S&WM500
(画像はwikipediaより転載)

 S&WM500は、2003年に発売され、商業的には大成功を収めたモデルだ。現在発売されているハンドガンの中では最も強力な弾丸を使用するもののようだ。新設計のXフレームを使用することで、44マグナムの3倍の威力を持つ500マグナムを発射できる。


M500(実銃)







性能

口径 .50口径(約12.7mm)
銃身長 4インチ 8.375インチ 10.5インチ
ライフリング 6条右回り
使用弾薬 .500S&Wマグナム弾
装弾数 5発
作動方式 ダブルアクション シングルアクション
全長 381mm
重量 2,055g
銃口初速 506.9m/s(1,663f/s)
(wikipediaより転載)

概要

 S&W M500は、アメリカのスミス&ウェッソン社が2003年に開発した超大型の回転式拳銃。一般市場に流通する商品としては世界最強の拳銃である。
開発時の目的としては、「.454カスール弾を超える弾薬を撃つことのできるリボルバー」である。
(wikipediaより転載)


 M500用に新規に開発されたXフレームとは、S&Wのフレームの企画でアルファベットがあとになるほどフレームが大型化する。


 例えば小型拳銃のM36チーフスペシャルはJフレーム、中型拳銃のM19コンバットマグナムはKフレーム、357マグナムを撃つことが出来る中型フレームを持つM686はLフレーム、44マグナムを発射するM29はNフレームという感じだ。XフレームはS&Wフレーム中最大のものである。


 同時に設計された500マグナム弾は、当時44マグナムを超える最強の弾丸であった454カスールを超えることを目的に設計された弾だ。44マグナムの3倍の破壊力を持つと言われる弾丸で現在流通している拳銃弾では最大のものだ。

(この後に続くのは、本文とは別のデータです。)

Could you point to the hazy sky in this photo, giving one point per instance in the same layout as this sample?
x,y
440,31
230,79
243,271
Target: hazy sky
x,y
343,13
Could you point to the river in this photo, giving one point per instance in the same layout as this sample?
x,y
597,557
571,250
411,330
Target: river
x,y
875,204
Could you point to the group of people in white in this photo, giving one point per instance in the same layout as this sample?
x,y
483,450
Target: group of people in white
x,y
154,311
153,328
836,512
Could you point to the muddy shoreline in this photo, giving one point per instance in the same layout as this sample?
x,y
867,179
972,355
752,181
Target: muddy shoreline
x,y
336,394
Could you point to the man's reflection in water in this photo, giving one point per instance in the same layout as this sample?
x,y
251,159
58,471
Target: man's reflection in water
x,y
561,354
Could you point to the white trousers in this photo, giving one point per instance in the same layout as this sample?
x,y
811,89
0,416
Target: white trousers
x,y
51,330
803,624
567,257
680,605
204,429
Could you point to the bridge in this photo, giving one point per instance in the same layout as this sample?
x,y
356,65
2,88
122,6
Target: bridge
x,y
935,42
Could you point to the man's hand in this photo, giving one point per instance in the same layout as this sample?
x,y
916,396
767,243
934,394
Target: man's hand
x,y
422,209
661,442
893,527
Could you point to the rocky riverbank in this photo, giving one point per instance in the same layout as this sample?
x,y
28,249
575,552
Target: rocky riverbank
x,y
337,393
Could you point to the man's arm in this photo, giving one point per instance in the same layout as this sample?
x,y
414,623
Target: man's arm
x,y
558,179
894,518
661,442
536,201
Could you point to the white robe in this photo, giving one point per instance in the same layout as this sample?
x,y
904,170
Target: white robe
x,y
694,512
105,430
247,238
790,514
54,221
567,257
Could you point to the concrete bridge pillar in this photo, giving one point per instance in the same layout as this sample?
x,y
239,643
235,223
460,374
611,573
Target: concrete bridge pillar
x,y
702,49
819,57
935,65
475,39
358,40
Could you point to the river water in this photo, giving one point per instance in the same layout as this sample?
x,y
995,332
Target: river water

 この500マグナム弾は狩猟用として開発されたものだが、実際には実用性に乏しく、遊びで使われることがほとんどのようだ。


 M500自体はS&Wの伝統的なリボルバーの形状を踏襲しており、現行S&Wリボルバーの大型版といえる。但し、強度の問題から装弾数は6発ではなく5発である。


 バリエーションは4インチ、8.375インチ、S&Wのカスタム部門であるパフォーマンスセンターが製作した10.5インチモデル、M500ESと呼ばれる2-3/4インチモデル、さらにM500HI-VIZ ファイバーオプティックという3.5インチのノンフルーテッドシリンダーを備えたモデルがある。


M500(モデルガン)







 ここでトイガンの話に移るが、モデルガンでは発売しているのはタナカのみである。タナカのモデルガンに関しては非の打ちどころがない。さすが老舗モデルガンメーカーである。


M500(ガスガン)







 このM500、ガスガンで発売しているのはタナカのみである。これは少々いわくつきのもので、タナカは当初、ペガサスシステムを使用したモデルを発売しており、その後、蓄圧式カートのカシオペアシステムを搭載したモデルを発売した。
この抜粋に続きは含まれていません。